A second possible solution is for states to agree on an internationally recognized second-tier affiliation status. Everyone would be expected to owe primary allegiance to one state, but could enjoy another state’s rights and benefits, and be subject to its obligations, except when they conflict with first-tier citizenship obligations. The obstacles to this arrangement are precisely of the same kind as to the first, though perhaps of lesser magnitude.
It is difficult to see a path forward. With states jealously guarding their sovereign prerogatives and people increasingly keen to secure more than one passport, either for reasons of convenience or because they feel a genuine attachment to more than one country, we are likely stuck with the current cacophony of citizenship rules, and without some arrangement addressing the problem of double jeopardy, painful conflicts will be inevitable.
Citizenship, attachment, and identity
Some will object that my own tale betrays a glaring gap in my argument against dual citizenship: namely, its failure to take into consideration the powerful role that citizenship plays in shaping one’s identity. A sense of belonging to community is, for most people, a basic psychological need, and disrupting the bonds between a citizen and his or her state comes only at high emotional cost. I experienced this myself. My first two years in Canada were extremely painful. I was plucked from my country of origin, forcibly exiled to another, and summarily informed that I was no longer who I was but was now someone else instead.
In the ideal world, there would be no misfit between citizenship and affective attachment. It is perfectly possible for someone to identify with two countries and to feel a powerful sense of belonging to both. What is wrong with dual citizenship, in such a case?
Part of my response would be that even a sincere and powerful sense of attachment does not eliminate the paradox. One could still in principle be forced to be a traitor to at least one of one’s countries. But more fundamentally: people don’t get to choose their citizenship(s). States decide. That’s simply how it works. From a liberal, cosmopolitan perspective, this may seem arbitrary and unjust—but we do not live in a cosmopolis. For better or worse, the world is carved up into sovereign, territorial communities akin to clubs. States themselves are members of a club: to be recognized as a state, a state must be acknowledged to be one by other members. Similarly, to be a citizen, one must be acknowledged to be a citizen by a state. No one has a right to be a member of a political community just because they feel a strong attachment to it. Were it to be otherwise, I would have a right to demand Japanese citizenship.

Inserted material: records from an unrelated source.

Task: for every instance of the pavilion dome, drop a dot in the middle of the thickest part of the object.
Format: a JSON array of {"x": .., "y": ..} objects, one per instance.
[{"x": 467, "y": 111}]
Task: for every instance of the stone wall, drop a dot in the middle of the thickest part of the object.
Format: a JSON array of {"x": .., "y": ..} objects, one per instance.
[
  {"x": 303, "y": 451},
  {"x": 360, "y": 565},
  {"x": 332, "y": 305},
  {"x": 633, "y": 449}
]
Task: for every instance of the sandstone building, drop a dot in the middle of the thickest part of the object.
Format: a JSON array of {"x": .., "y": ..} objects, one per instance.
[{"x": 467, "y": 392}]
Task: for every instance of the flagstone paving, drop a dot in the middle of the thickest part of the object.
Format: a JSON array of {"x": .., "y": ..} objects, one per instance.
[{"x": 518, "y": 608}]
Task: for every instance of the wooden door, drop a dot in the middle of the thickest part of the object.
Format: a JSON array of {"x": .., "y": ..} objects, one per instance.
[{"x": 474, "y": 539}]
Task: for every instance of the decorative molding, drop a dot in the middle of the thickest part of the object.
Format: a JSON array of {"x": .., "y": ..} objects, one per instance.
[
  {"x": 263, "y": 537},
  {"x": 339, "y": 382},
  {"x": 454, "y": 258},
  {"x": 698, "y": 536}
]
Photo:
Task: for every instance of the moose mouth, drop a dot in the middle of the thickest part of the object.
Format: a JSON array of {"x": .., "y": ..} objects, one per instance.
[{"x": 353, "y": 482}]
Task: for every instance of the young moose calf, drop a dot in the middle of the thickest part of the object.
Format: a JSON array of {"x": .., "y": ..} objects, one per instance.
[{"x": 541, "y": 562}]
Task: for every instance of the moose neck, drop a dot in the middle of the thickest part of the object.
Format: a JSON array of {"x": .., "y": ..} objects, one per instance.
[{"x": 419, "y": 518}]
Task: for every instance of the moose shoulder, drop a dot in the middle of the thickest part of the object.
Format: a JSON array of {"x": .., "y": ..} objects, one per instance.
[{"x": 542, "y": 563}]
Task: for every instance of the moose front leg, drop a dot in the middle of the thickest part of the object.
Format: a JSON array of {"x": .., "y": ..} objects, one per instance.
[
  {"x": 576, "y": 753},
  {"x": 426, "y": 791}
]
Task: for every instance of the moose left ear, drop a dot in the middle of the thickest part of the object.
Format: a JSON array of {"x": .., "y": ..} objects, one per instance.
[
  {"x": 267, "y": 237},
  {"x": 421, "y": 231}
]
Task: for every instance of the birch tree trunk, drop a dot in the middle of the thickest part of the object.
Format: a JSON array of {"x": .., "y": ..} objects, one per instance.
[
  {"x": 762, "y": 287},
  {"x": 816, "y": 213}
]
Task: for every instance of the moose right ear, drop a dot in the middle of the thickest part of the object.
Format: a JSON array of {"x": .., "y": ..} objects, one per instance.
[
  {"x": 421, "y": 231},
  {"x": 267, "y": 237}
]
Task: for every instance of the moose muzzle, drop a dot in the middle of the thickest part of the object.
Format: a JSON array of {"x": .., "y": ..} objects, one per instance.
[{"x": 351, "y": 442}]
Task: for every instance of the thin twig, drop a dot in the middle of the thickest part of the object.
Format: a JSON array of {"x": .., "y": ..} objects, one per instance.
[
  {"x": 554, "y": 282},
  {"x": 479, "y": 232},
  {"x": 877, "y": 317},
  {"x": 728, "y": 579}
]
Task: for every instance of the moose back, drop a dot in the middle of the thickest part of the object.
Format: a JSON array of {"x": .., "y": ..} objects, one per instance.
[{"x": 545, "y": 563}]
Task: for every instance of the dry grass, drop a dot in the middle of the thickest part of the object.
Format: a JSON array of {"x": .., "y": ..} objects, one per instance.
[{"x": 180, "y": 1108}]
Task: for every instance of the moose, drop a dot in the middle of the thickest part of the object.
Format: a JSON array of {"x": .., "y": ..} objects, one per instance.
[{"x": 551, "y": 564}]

Still, affective attachment can be powerfully diagnostic. It can help guide you when you have political choices to make. I expect that if I still felt after all these years that being American was central to my sense of self, I would have had a much harder time deciding whether to give up my U.S. citizenship. In conflicts between the heart and the head, the head does not always win. But neither should the head refuse to acknowledge a paradox just because the heart does not wish to confront it.
 I have since learned that, under Canadian law at the time, my mother was entitled to register my Canadian citizenship because she herself was Canadian—but only because my father had died, making her the “responsible parent.”
 Vance v. Terrazas, 444 U.S. 252 (1980).
 Id. at 252.
 U.S. border officials commonly mistakenly believe that U.S. citizens are prohibited from visiting Cuba. This is incorrect. Under the terms of the U.S. embargo, they are not allowed to spend U.S. dollars in Cuba—and even here there are six categories of exemptions, one of which is academic research.